This is brilliant, thanks.
Some stupid questions (the best kind):
Monotone doesn't care what branches are called, and you can rename
branches later on.
Err, how do you do that? You mentioned kill_branch_certs_locally...
=== Vendor Branch Pattern
So to my way of thinking we have vendor branches, working branches, and
release branches. And we also have - what would you call them? "fork"
branches, as in the "muffins" example from the tutorial.
While these are really all the same animal they should be thought about
in different ways. I guess you are already saying that by calling them
patterns.
=== Release Branch Pattern
Hmm. Is your "deliverables" branch a release branch, or is it a fifth
animal?
BTW are you really saying that you can rename a file in the deliverables
branch, merge it back with the working branch (at which point the name
magically changes back), change it, propogate back into the deliverables
branch, at which point the name changes back +again+? Good grief. Even
if CVS had a rename command, doing all that would cost most developers
half a day and two near heart-attacks. Think of all those merge tags...!

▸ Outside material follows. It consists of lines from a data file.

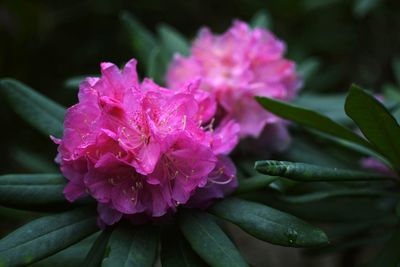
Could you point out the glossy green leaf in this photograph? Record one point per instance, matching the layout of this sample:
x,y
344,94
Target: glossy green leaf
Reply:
x,y
375,122
132,246
32,191
254,183
310,173
351,192
269,224
142,40
155,69
46,236
176,251
396,69
261,20
173,41
389,256
96,253
39,111
330,105
363,7
311,119
208,240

Don't group many changes together into a single commit. Do a commit for
each logical change. This makes it easier for others to "pluck" or
cherry pick
only the changes they are interested in.
For example, commit bug fixes and feature enhancements separately.
Should feature enhancements have a seperate branch? Or, one branch per
enhancement? How many branches is too many?

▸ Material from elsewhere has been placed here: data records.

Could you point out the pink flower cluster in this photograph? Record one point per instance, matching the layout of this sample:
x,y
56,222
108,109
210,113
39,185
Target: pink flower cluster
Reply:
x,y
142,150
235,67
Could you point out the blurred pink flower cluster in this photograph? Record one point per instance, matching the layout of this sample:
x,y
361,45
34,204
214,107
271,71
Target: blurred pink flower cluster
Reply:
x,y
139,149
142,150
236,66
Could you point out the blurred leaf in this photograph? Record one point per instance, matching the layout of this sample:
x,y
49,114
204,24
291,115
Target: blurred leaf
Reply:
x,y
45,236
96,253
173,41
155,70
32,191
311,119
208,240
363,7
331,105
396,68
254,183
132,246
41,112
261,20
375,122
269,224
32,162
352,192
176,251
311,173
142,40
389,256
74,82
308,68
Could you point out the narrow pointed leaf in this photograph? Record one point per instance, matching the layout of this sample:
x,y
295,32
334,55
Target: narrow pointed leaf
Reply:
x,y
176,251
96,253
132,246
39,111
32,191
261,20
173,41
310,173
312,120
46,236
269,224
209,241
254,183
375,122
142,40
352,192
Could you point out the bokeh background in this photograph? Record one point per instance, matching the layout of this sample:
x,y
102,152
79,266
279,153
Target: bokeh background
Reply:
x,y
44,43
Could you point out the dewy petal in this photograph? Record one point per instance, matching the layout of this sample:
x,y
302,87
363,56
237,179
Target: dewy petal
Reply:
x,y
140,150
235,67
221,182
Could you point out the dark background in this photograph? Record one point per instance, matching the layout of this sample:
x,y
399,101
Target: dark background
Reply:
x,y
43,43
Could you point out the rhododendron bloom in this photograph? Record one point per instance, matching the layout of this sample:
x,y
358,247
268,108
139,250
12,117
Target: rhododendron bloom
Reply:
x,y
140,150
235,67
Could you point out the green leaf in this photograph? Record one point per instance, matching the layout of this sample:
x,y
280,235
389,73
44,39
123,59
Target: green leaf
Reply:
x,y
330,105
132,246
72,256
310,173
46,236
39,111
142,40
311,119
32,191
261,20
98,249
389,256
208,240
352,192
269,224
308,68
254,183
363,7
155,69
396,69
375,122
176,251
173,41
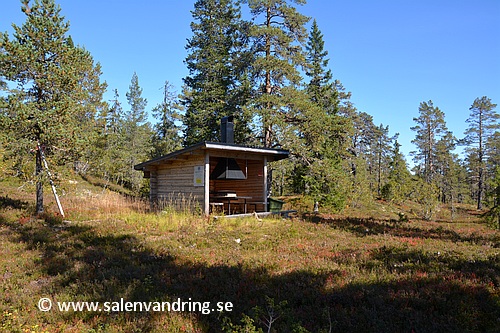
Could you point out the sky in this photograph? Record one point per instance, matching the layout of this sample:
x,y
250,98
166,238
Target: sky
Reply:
x,y
390,54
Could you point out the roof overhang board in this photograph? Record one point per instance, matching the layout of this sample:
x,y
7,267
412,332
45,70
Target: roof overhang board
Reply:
x,y
216,150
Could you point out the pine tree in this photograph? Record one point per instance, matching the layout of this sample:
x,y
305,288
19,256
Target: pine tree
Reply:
x,y
278,36
321,89
137,134
57,88
430,127
379,157
217,84
398,185
166,137
483,121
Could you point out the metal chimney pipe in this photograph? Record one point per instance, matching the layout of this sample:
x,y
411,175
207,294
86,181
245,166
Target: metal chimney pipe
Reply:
x,y
227,130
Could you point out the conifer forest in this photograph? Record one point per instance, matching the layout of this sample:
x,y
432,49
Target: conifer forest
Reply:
x,y
269,69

This very point is why I'm glad to see the "pluck" command. In my job,
I make a lot of little fixes ...
I see that it's normal at Venge.net <http://Venge.net> to use tags
within the working branch to mark releases. It seems to me that that
would be redundant if you used your "deliverables" branch pattern,
because it would later become the release branch. The start of the
branch would always point to the start of the release - or am I missing
something?
In CVS of course it's de rigeur to tag the point where you fork a
branch. I can't work out how (in Monotone) you would select the start
of a branch otherwise, so I suppose it's still needed. Unless of course
you never needed to refer back to the start of a branch...
There are some nasty cases in CVS where if you repeatedly merge one
branch with another, Bad Things Happen. Because the common ancestor is
still the same, CVS tries to do the previous merge a second time. I
take it Monotone has no such problems?